Teach Plus works to elevate the influence of teachers in policy discussions, and yesterday’s forum “is an example of that,” said John Lee, executive director of Teach Plus Los Angeles, referring to 10 Teach Plus fellows, all of them LA classroom teachers, who spent the summer researching Vergara.

The researchers compiled their findings in a policy brief, “Valuing Performance and Honoring Experience: Teacher Solutions for a Post-Vergara Profession.”

First up was tenure, which currently gives teachers extensive due process rights after 18 months. California is only one of five states that awards tenure within two years, according to the Teach Plus presentation.

Teach Plus recommends one short-term and three long-term solutions:

  • Extend to four years the time for a teacher to gain “permanent status”; require three consecutive years of evaluations demonstrating effective teaching for a teacher to earn “permanent status.”
  • Base tenure decisions solely on performance.
  • Require schools to provide evidence of support for teachers who receive an unsatisfactory evaluation if those teachers continue their employment.

Kat Czujko, a teacher at Hollenbeck Middle School in Boyle Heights, helped write the tenure section.

“We want tenure to be a meaningful achievement,” she told LA School Report. “I feel like I got tenure just for showing up. We want tenure to be a case for teachers to showcase their talents and prove that they are effective educators in the classroom.”
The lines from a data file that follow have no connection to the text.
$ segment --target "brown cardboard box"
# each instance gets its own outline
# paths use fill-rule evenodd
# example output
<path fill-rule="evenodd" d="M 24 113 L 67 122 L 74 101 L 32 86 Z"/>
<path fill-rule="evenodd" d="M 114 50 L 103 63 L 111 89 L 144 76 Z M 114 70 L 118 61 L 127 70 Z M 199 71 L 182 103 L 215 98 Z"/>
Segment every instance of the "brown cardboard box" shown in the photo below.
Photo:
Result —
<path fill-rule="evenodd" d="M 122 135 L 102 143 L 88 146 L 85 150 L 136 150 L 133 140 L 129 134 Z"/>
On the issue of dismissal, the brief said among 275,000 teachers statewide, only 2.2 teachers, on average, are dismissed each year for unsatisfactory performance, which amounts to just 0.0008 percent of all teachers in the state.

The Teach Plus brief recommends these changes:

  • Improve and expand programs that support teachers, particularly those that target new and struggling teachers.
  • Connect teacher evaluation to the dismissal process.
  • Improve the Commission for Professional Competence hearing process.

Andrea Burke, a teacher at Dr. Owen Lloyd Knox Elementary School in south Los Angeles who helped write the dismissal section, said she had received some blowback from other teachers for participating with Teach Plus in preparing the new ideas.

“There was a lot of hesitation, I will admit,” she said. “They have a hard time understanding how I could get behind something that’s going to wipe out tenure and get rid of teachers. And I had to tell them I’m actually a teacher sitting across from them at the lunch table, that potentially could have a voice in legislation that would be a part of something that affects all of us. And they were like, ‘Oh, I didn’t think of it like that.’ ”

The final part of the presentation regarded layoffs under the “Last-In, First-Out” rule, which requires newer teachers to go first when cuts are required. The Teach Plus brief said: “Instead of using a seniority-based process for layoffs, we recommend an approach that accounts for teacher effectiveness and uses seniority as a secondary criterion.”

Lisa Blackwell, a teacher at John H. Francis Polytechnic High School in Sun Valley, who co-wrote the layoff section, said, layoff decisions “need to be based on effectiveness, but we also need to recognize that if you’ve been teaching a long time, you probably are better at it than the earlier teachers. So that’s what we were shooting for, the balance in-between.”

During a panel discussion after the presentations, Villaraigosa said, “The only reason I got behind Vergara was because of the extremism on the other end. I can live with this. This is rational. I say it everywhere I go. I could be for some seniority, I could be for some tenure. I just can’t be for uber seniority and tenure. Performance has to count for something.”

The next step? Teach Plus officials said they intend to spread the findings throughout the state and get them to leading state lawmakers.

“I know that we are looking at visiting legislatures, to go and talk to them,” Blackwell said. “There are definitely next steps in place.”